Gasmärkte zeigen sich hypernervös

24. August 2023

Im fernen Australien wird ein Streik angekündigt, in Europa ziehen die Erdgaspreise kräftig an. Fachleute erwarten, dass es bei einem kurzfristigen Effekt bleibt, doch zeigt der Fall, wie volatil der Flüssiggasmarkt ist.

Die Arbeitsbedingungen seien schlecht, die Gehälter zu niedrig: Gewerkschaften in Australien machen Druck auf die Betreiber großer Erdgas-Verflüssigungsanlagen im Westen Australiens – sie drohen sowohl dem Energiekonzern Chevron als auch der Woodside Energy Group mit Streik.

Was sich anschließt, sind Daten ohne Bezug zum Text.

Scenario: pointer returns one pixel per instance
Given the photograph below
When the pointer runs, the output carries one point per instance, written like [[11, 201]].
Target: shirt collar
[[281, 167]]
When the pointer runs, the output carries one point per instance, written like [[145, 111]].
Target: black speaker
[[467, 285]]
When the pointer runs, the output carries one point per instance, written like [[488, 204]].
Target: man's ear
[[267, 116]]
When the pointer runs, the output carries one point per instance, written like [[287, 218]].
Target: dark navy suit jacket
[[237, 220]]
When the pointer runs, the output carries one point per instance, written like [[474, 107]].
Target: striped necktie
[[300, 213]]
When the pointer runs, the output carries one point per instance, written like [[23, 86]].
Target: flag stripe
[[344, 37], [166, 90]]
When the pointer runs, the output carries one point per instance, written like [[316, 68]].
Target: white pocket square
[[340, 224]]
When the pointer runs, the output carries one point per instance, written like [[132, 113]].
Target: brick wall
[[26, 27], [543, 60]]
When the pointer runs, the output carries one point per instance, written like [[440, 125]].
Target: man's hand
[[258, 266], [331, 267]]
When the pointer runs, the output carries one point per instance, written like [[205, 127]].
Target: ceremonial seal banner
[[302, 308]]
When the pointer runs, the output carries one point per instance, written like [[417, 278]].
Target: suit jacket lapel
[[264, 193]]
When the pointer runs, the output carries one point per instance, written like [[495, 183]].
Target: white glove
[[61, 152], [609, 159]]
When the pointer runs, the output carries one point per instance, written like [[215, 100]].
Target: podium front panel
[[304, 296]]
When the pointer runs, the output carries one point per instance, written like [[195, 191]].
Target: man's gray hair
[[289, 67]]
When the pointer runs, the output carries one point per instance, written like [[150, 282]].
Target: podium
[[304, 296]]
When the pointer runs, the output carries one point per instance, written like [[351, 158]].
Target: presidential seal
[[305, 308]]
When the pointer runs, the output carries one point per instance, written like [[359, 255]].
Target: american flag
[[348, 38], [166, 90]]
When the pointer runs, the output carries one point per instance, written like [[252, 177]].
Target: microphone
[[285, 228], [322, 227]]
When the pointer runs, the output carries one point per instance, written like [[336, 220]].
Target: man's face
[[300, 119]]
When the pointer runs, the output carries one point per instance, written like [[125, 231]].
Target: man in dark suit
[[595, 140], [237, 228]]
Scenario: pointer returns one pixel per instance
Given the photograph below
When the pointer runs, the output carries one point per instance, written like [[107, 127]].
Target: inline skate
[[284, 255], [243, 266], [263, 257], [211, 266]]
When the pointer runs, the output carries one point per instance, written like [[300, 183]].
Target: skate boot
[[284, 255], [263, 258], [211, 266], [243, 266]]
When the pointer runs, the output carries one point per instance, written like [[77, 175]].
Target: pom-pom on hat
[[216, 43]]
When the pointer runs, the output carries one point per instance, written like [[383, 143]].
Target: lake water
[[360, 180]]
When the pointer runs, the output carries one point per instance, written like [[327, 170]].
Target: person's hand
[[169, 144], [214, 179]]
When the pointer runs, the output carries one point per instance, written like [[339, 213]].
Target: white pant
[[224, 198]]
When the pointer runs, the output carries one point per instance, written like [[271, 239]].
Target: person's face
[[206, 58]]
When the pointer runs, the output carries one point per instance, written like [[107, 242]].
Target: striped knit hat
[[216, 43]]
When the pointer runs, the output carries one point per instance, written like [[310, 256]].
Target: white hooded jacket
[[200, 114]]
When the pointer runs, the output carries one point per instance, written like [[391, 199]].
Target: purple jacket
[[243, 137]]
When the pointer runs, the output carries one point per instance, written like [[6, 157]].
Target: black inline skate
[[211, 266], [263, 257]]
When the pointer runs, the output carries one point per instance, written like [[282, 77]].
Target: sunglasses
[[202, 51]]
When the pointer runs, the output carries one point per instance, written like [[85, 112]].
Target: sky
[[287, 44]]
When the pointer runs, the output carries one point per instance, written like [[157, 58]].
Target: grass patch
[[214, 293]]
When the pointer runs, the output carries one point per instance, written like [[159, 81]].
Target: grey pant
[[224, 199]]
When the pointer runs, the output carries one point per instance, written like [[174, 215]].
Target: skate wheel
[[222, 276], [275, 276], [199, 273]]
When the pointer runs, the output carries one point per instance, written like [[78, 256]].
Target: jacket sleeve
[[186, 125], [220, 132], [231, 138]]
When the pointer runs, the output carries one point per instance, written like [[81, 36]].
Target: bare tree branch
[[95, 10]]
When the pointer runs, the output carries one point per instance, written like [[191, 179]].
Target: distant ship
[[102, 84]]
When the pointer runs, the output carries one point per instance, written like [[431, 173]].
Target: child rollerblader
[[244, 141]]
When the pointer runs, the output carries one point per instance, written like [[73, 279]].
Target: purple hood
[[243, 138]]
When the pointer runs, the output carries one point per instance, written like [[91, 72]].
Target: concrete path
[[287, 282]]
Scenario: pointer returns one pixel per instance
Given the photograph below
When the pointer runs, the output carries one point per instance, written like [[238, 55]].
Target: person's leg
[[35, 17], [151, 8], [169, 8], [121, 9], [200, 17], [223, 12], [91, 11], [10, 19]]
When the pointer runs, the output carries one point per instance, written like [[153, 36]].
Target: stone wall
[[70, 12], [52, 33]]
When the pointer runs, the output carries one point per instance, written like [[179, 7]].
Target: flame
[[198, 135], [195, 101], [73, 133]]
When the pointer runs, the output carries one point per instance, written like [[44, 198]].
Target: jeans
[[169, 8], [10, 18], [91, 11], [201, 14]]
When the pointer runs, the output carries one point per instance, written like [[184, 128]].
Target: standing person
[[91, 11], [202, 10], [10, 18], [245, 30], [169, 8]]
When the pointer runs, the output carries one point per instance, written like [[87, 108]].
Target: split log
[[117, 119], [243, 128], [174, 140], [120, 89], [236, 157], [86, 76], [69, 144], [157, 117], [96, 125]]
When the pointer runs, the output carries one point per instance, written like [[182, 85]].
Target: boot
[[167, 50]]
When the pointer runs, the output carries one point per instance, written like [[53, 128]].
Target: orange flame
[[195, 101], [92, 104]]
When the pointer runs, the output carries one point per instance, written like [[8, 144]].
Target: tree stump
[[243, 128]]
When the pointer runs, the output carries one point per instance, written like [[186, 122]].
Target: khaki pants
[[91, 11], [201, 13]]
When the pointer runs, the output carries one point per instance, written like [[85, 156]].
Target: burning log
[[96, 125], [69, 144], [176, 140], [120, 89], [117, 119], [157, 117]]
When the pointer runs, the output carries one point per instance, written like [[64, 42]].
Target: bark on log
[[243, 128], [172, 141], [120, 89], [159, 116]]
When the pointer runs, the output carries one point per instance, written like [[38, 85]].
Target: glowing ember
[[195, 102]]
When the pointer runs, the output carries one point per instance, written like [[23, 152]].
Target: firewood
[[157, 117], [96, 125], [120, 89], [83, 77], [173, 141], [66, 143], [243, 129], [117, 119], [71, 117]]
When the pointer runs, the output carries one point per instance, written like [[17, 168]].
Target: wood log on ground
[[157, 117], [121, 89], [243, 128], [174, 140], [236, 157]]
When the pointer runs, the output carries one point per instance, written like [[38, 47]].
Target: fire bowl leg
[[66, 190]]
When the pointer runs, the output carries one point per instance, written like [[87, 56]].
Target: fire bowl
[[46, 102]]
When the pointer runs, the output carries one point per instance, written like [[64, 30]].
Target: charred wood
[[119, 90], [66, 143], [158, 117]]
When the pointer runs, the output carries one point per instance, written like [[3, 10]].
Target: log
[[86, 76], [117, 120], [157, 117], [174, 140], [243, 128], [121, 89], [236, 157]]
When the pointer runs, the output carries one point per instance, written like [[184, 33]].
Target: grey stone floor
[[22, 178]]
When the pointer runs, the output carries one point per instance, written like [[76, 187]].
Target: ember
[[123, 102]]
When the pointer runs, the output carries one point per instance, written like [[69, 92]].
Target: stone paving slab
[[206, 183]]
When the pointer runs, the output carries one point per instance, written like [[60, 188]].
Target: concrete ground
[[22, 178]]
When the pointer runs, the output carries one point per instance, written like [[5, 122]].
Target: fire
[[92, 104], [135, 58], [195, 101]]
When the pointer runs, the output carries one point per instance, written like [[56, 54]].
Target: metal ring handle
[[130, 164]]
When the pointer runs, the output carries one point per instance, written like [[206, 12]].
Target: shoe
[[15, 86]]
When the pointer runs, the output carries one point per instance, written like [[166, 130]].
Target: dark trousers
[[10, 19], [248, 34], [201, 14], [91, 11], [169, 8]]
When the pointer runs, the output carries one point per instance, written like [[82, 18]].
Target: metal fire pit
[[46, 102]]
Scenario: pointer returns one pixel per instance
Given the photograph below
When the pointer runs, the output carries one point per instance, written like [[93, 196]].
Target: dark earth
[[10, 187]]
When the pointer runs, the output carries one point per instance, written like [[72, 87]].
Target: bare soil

„Woodside hat jede Taktik ausprobiert, um Verhandlungen im Kollektiv zu vermeiden“, kritisierte der Sprecher der Offshore Alliance, die Beschäftigte auf den Plattformen vertritt. „Aber letztendlich schaffte es das Unternehmen nicht, den Status quo aufrechtzuerhalten – jenen, in dem es allein den Ton angibt.“ Ein Streik sei nur das letzte Mittel, doch Woodside lasse keine Wahl. Das Unternehmen verweist auf laufende Verhandlungen.
Viel Zeit bleibt nicht, schon Anfang September wollen die Gewerkschaften die Arbeiten einstellen, sollte es keine Einigung geben. Nicht nur für die Unternehmen hätte das Folgen – sondern auch für den globalen Handel mit Flüssiggas, kurz LNG. Die Plattformen, um die es in dem Streit geht, sorgen für gut zehn Prozent der globalen LNG-Exporte.

Wenige Langzeitverträge in Europa

Einen Vorgeschmack darauf, wie der Markt reagieren könnte, gaben die Sprünge bei den Marktpreisen Anfang des Monats – sie folgten auf die ersten Berichte rund um mögliche Streiks. Die Preise für LNG schnellten kurzfristig um bis zu 40 Prozent in die Höhe.

Europa sei von solchen Preissteigerungen besonders betroffen, erklärt Georg Zachmann vom Brüsseler Thinktank Bruegel. Denn: Australien bedient mit seinem LNG vor allem langfristige Verträge mit Kunden in Asien. Wenn Unternehmen nun ihre Verträge nicht mit eigenem Erdgas erfüllen können, müssen sie dieses anderswo besorgen: Auf dem Spotmarkt, also dort, wo ganz kurzfristig gehandelt wird. Dort kauft Europa große Teile seines Flüssiggases. „Europa will nur vorübergehend viel Flüssiggas, schließlich soll es schnell in Richtung Erneuerbare gehen“, erklärt Zachmann. Daher hätten europäische Versorger nur wenige langfristige Verträge. „Das bedeutet aber auch, dass wir jede Bodenwelle am LNG-Markt mitnehmen.“

Eine Dürre in Südamerika hatte im vergangenen Jahr eine andere solche Bodenwelle ausgelöst. Weil die Wasserkraft weniger Strom lieferte, stieg die Nachfrage nach LNG rasant. Ähnlich wie nun im Fall der australischen Ölplattformen gingen auch damals die Preise für LNG auf Höhenflug.

LNG-Anteil verdoppelt

Neue Verflüssigungsterminals, die derzeit in den USA gebaut werden, könnten den Markt bald beruhigen, meint Zachmann. Wie sich die Situation allerdings weiterentwickle, sei schwer voraussehbar.

Pipelinegas mitgerechnet, gehen die Erdgasimporte Europas insgesamt zurück. Der Anteil von LNG, das mit Schiffen geliefert wird, hat sich in den vergangenen zwei Jahren dafür verdoppelt. Dasselbe galt für die von Schiffen zu verantwortenden CO₂-Emissionen, die für den Transport der zusätzlichen LNG-Mengen eingesetzt wurden.
Wie es weitergeht, hängt zu einem großen Teil an politischen Entscheidungen: Wird etwa Österreich weiter so große Mengen an russischem Gas importieren? Derzeit kauft es rund 80 Prozent in Russland – etwa gleich viel wie vor dem Angriff auf die Ukraine. Und: Wie schnell gelingen der Erneuerbaren-Ausbau und der Ausstieg aus fossilen Brennstoffen? Die Antworten entscheiden mit, wie sich die LNG-Nachfrage in Europa entwickelt – ebenso wie die Preise für Haushalte. „Kurzfristig werden die meisten Haushalte Preissteigerungen, wie jetzt ausgelöst durch den Streit in Australien, nur verzögert und gedämpft spüren“, meint Zachmann. Er erwarte keine tiefgreifenden Verwerfungen.